In March 2021, a customer and a delivery agent from a popular food delivery company grabbed the attention of social media in India. The customer accused the delivery agent of assaulting her, and the driver was subsequently arrested and suspended (Express Web Desk 2021). However, a few days later, it emerged that the customer might have assaulted the agent first and she, in turn, had a complaint issued against her (ibid.). The founder of the company stepped in and said that the company wanted to get to the bottom of the case and offered both parties support. In describing the delivery agent, the founder said that the agent had made 5,000 deliveries so far and had a 4.75/5 rating on the platform after 26 months (ibid.). The founder went on to say these are “facts, not opinions, or inferences” (ibid.).
This incident was another example of how the use of ratings in platform work becomes a tool of evaluation, negotiation and marginalization. Ratings have a significant impact on the lives of workers, their capacities to build relationships with their customers and the company, and the terms of their employment.
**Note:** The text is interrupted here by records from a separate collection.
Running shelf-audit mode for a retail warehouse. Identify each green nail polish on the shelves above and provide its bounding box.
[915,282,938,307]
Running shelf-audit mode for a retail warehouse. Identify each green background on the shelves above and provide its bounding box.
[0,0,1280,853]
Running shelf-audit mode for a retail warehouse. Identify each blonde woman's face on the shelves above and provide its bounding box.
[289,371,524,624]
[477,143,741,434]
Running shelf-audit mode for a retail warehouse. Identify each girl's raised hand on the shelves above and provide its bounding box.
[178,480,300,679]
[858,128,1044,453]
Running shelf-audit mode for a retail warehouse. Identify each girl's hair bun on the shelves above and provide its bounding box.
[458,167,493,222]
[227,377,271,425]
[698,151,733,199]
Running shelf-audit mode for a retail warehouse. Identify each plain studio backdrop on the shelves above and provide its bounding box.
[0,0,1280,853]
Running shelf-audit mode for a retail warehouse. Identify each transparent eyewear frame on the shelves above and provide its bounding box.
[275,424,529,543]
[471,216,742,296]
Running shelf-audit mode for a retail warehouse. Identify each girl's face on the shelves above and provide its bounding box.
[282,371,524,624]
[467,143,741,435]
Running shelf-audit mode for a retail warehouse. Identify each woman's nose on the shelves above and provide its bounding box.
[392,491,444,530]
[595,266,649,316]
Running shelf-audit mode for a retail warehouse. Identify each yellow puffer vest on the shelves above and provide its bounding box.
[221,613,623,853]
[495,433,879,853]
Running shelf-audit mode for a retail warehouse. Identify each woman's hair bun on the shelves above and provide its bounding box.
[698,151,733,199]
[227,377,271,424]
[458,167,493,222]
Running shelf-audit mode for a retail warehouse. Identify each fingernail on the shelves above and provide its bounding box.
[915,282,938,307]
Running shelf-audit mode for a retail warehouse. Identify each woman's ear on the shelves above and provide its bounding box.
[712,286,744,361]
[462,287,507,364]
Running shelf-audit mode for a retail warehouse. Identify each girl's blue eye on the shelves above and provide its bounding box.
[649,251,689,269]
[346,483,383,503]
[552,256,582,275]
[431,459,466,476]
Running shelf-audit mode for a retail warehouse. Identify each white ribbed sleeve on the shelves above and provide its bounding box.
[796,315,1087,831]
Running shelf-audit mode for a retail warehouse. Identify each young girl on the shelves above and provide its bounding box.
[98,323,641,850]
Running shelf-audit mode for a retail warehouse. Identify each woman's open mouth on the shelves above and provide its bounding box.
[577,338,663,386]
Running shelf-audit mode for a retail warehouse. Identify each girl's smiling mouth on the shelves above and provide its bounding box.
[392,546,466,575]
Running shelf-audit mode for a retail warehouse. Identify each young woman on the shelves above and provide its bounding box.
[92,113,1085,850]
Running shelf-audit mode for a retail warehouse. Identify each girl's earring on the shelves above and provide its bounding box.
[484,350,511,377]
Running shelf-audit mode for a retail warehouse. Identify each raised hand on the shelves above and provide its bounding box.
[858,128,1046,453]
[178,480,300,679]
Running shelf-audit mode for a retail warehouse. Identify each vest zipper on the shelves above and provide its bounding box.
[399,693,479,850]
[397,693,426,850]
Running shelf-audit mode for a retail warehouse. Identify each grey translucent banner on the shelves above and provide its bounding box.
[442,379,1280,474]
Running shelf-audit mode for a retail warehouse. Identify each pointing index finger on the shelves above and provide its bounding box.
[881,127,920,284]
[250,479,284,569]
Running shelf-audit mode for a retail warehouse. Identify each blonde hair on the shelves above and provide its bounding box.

Yet these ratings are still regularly perceived as neutral, even while they have the potential, through their design, to institutionalize data violence on workers.
Indeed, one of the ways in which work and relationships are defined in the platform economy is through the use of ratings. These ratings (Gupta and Natarajan 2020) permit customers to evaluate delivery agents for their work and, therefore, are the basis upon which delivery agents get future business. Ratings also become a medium for monitoring and surveillance by companies.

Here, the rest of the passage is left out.